The Appalachian Mountains have the Blue Ridge Parkway, and Mississippi has the Natchez Trace. This scenic highway isn’t as well known as its cousin to the north and east, but it’s equally beautiful, and well worth the drive. Unfortunately, I didn’t have time to explore the entire Natchez Trace Parkway — in fact, I just hit the southern end of it, before turning off and heading towards Arkansas, but I’d love to return someday and drive the whole thing.
Just after getting on the two-lane parkway, outside of the city of Natchez, there’s a pullout with a sign that explains the history of the road.
Not the paved road, mind you, but rather the actual “trace” — one of North America’s earliest pathways for moving people and transporting goods.
The Natchez Trace began as a migration path for animals. Native Americans began following the path while hunting. It’s possible Hernando de Soto traveled the path, but the first recorded experience along the trail by a European came in 1742. In 1800, Thomas Jefferson realized the importance of creating an easily-travelable link to the Mississippi River. The U.S. Army began blazing the trail the following year, and by 1809, wagons could navigate the entire path.
Much of the trace is “sunken” — sometimes several feet below the surrounding ground level. This made the trail especially dangerous in its early years — organized bands of thieves would routinely target travelers.

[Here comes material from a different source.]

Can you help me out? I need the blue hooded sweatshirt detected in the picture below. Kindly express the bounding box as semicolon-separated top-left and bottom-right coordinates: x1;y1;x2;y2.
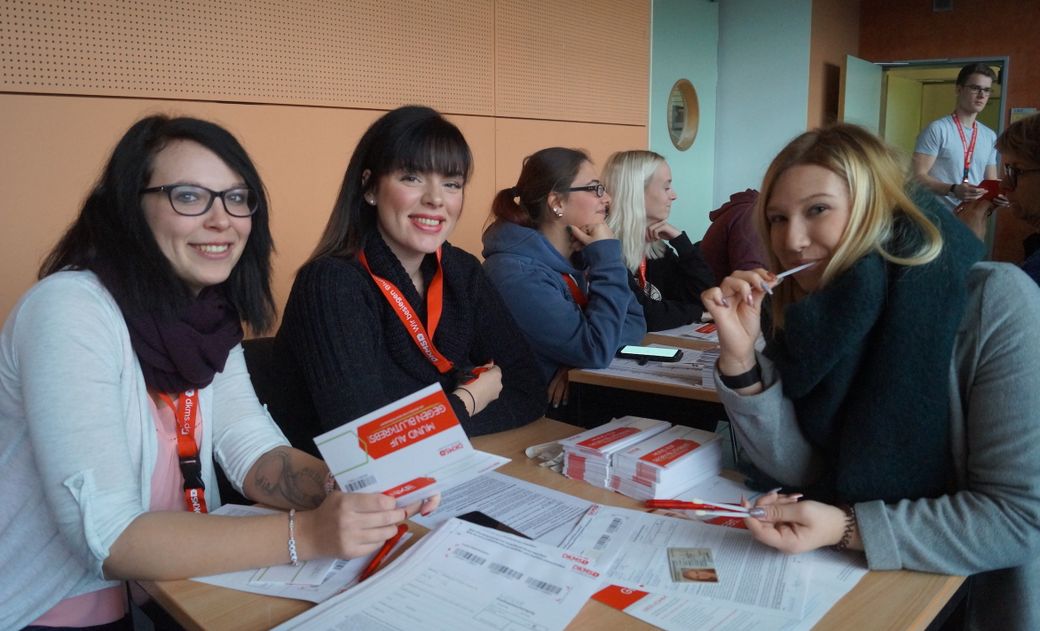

Across the road from the interpretive sign, there’s an old section of the trail that’s still visible. You can walk down it, but you might be eaten alive by gnats and mosquitoes — the kind that don’t care if you’ve doused yourself in DEET.
Emerald Indian Mound
A short drive off the Trace leads to Emerald Indian Mound. It’s one of the largest Indian mounds in North America, measuring 770 feet long and topping out at 65 feet high.
Despite those impressive statistics, it’s essentially a hill. You can hike up to the top of it, enjoy the view, and walk back down, but don’t expect an overwhelming thrill.
The Trace owes much of its historical success to the presence of inns, spaced correctly to provide a place for travelers to stay. One such inn is well preserved and open to the public: Mount Locust.
Mount Locust was about one day’s walk from Natchez. The house was built nearly three decades before the Trace was made into an official route. It served as a plantation before traffic on the Trace began, and again after the steamboat was invented (which eliminated the need for anyone to walk north, making the Trace obsolete).
The National Park Service has restored Mount Locust to what it would have looked like, on any typical day around 1820. There’s a kitchen…
… bedrooms (this one is a child’s room)…
… and a fully-stocked tool shed.
Out back, there are two cemeteries. I walked out to the slave cemetery, but there wasn’t anything to see.
The cemetery for white folks (which is, of course, in a separate location) has beautiful statues and headstones, and is well preserved behind a fence.
Of course, since Mount Locust was located on the old Trace, there is a nice section of the old path nearby, which you can walk down, if you aren’t annoyed by the bugs and the humidity.
Back on the two-lane parkway, I drove just a short distance further, before taking a detour towards Windsor Ruins.